Just a quick tea break poll to satisfy my curiosity.   

Which is better, in your opinion?

Simpsons or Futurama?
Springfield or New New York?
Homer Jay Simpson or Bender Bending Rodriguez?
Marge or Leela?
Hibbert or Zoidberg?
Snowball II or Nibbler?
Power Plant or Planet Express?

*Vote now!*


----------



## Iridium (Dec 5, 2004)

caringsharingbristolbilly said:
			
		

> Just a quick tea break poll to satisfy my curiosity.
> 
> Which is better, in your opinion?
> 
> ...



Futurama without any question!
NNY
Mr Bender Bending Rodriguez!
Leela - sexy in a Jessica Rabbit kinda way (weird I know but true)
Might lean towards Hibbert but a close one...
Nibbler definately!
Planet Express!

They should have cancelled the Simpsons and carried on with  Futurama!


----------



## Smitty (Dec 5, 2004)

Futurama...Our last Ferret was nicknamed "Nibbler"

Smitty


----------



## adaytay (Dec 8, 2004)

While the simpsons are cool, Futurama just wins it for me - trouble is with the Simpsons they are on all the time on half-a-dozen different channels (well - two), and I get fed up seeing them sometimes.

Ad.


----------



## Zack Barresse (Dec 9, 2004)

SIMPSONS!!!


Okay, I like the oldies stuff.  I may have a slight biased opinion due to the fact that I haven't seen Futurama in like a year, and hardly watch any TV, but when I get home from emt/fire training the Simpsons is usually on.  They have never failed to make me laugh.  The writer's of that show oughta win some kind of 'funniest writing for the longest streak' award.


----------



## DRJ (Dec 26, 2004)

Homer is the best.

Marge: Homer, your work says if you don't come in on Friday to not bother coming back on Monday.
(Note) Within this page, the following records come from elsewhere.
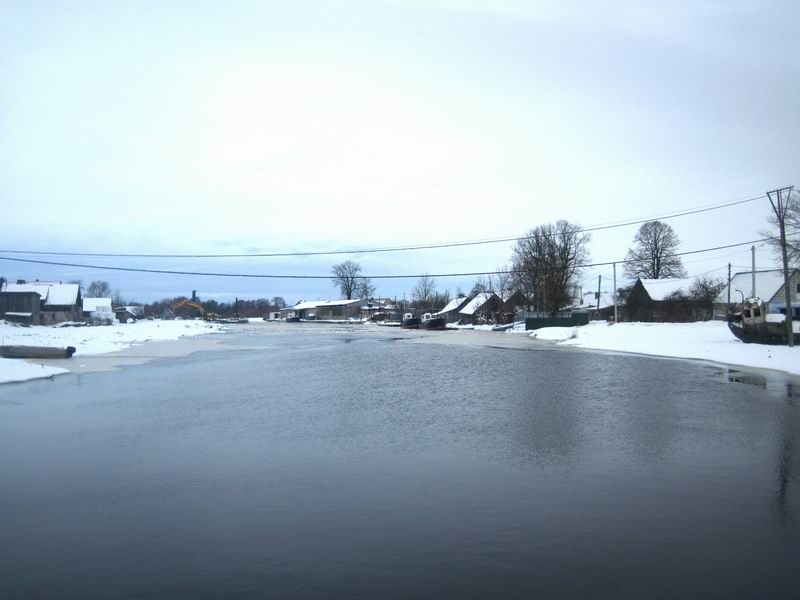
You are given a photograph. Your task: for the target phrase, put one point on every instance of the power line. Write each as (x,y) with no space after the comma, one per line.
(386,249)
(409,276)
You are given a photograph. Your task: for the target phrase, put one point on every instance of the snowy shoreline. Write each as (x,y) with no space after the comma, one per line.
(709,341)
(706,341)
(89,342)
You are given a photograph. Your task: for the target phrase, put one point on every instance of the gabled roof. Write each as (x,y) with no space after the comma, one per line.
(768,283)
(97,304)
(339,302)
(659,289)
(477,302)
(454,304)
(53,294)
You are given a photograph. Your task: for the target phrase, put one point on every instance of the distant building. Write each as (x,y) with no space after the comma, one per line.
(769,287)
(339,310)
(98,310)
(451,309)
(660,300)
(303,309)
(129,313)
(486,307)
(57,302)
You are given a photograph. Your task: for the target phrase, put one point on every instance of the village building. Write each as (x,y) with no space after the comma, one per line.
(660,300)
(486,307)
(339,310)
(451,309)
(57,302)
(377,310)
(125,314)
(514,302)
(768,287)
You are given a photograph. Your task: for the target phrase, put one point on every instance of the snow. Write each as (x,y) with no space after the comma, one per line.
(768,283)
(710,340)
(554,334)
(88,341)
(474,304)
(55,294)
(658,289)
(452,305)
(97,304)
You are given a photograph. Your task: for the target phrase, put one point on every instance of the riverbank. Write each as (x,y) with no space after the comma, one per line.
(97,348)
(709,340)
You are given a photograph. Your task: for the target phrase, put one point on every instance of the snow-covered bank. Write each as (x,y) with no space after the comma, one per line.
(88,341)
(709,340)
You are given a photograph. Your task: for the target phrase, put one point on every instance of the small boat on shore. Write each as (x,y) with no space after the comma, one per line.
(410,321)
(430,322)
(36,352)
(753,325)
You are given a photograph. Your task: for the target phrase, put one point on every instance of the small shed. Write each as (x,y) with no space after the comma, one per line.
(339,310)
(98,310)
(659,300)
(768,287)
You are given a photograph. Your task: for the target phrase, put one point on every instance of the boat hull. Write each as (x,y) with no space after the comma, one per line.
(36,352)
(765,333)
(412,323)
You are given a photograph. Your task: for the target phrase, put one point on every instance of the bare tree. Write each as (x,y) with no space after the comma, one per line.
(98,289)
(346,276)
(546,261)
(482,284)
(364,288)
(502,280)
(424,290)
(653,256)
(703,292)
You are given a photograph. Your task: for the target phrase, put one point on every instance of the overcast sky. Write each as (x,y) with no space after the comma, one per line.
(299,126)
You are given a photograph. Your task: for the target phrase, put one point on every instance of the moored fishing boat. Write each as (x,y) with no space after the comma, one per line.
(36,351)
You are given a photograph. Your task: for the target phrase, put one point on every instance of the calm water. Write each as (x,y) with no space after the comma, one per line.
(316,466)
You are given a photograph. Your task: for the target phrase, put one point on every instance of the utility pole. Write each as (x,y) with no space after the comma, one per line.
(729,287)
(616,315)
(779,206)
(599,279)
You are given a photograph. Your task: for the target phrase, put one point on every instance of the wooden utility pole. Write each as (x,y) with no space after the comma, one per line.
(616,315)
(599,279)
(729,287)
(779,206)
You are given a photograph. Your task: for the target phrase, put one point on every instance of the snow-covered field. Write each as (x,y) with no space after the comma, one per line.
(709,340)
(88,341)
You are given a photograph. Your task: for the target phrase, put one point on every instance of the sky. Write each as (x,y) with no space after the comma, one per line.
(302,126)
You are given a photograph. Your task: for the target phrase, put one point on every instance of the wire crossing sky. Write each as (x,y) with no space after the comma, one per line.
(305,128)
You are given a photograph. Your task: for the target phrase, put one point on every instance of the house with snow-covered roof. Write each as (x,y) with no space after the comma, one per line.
(485,307)
(658,300)
(767,285)
(98,310)
(57,302)
(450,310)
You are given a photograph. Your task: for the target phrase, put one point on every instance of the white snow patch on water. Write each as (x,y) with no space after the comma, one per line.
(88,341)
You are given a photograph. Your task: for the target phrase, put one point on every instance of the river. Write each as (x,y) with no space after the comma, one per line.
(364,466)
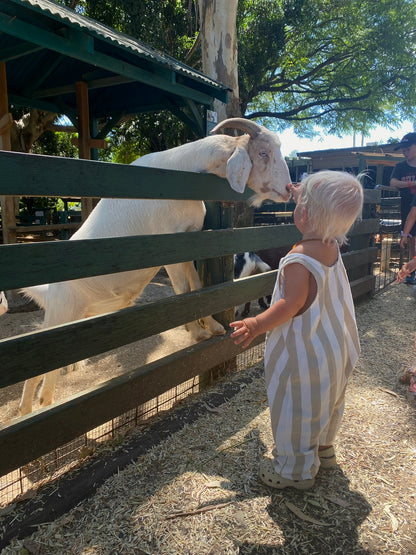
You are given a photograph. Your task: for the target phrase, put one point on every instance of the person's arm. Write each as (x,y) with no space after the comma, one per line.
(409,223)
(296,293)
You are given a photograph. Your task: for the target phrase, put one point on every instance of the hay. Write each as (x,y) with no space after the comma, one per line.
(198,492)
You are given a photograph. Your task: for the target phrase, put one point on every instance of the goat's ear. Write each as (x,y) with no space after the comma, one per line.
(238,169)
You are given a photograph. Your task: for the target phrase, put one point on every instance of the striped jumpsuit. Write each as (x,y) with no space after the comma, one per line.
(308,360)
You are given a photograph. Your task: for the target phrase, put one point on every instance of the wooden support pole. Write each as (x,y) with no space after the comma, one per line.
(84,138)
(7,202)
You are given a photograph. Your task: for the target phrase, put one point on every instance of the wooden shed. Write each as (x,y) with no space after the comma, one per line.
(377,160)
(56,60)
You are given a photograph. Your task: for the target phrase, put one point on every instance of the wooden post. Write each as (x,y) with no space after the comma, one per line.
(220,215)
(7,202)
(84,137)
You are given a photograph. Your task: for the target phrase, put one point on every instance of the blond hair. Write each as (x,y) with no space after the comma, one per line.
(333,201)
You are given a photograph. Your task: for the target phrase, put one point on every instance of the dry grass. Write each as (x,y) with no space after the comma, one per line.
(198,492)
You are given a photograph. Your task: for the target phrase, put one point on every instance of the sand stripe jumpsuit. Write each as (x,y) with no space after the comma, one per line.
(307,363)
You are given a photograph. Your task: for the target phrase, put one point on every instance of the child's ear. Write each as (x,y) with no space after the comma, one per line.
(304,214)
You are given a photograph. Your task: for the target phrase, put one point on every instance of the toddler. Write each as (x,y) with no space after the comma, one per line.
(312,342)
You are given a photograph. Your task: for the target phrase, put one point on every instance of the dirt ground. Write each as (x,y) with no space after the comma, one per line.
(197,491)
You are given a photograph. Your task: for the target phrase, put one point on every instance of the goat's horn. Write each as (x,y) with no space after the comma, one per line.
(250,127)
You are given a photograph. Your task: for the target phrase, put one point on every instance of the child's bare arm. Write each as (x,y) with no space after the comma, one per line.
(296,293)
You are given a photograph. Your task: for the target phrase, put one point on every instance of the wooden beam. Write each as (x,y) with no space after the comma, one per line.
(84,138)
(92,143)
(7,202)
Homer: WooHoo!! FOUR DAY WEEKEND!!


----------



## FinancialAnalystKid (Dec 28, 2004)

First - I do believe there's nothing that can replace the Flintstones or the Jetsons!!! 

I've been a big fan of those two shows having a pretty decent collection of DELL comics dating back in the 60s. No, I wasn't reading comic books back in the 60s - i ain't that old yet. But its coming up fast.

HOMER is funny as heck and my sister does a great voice imitation of Bart!


----------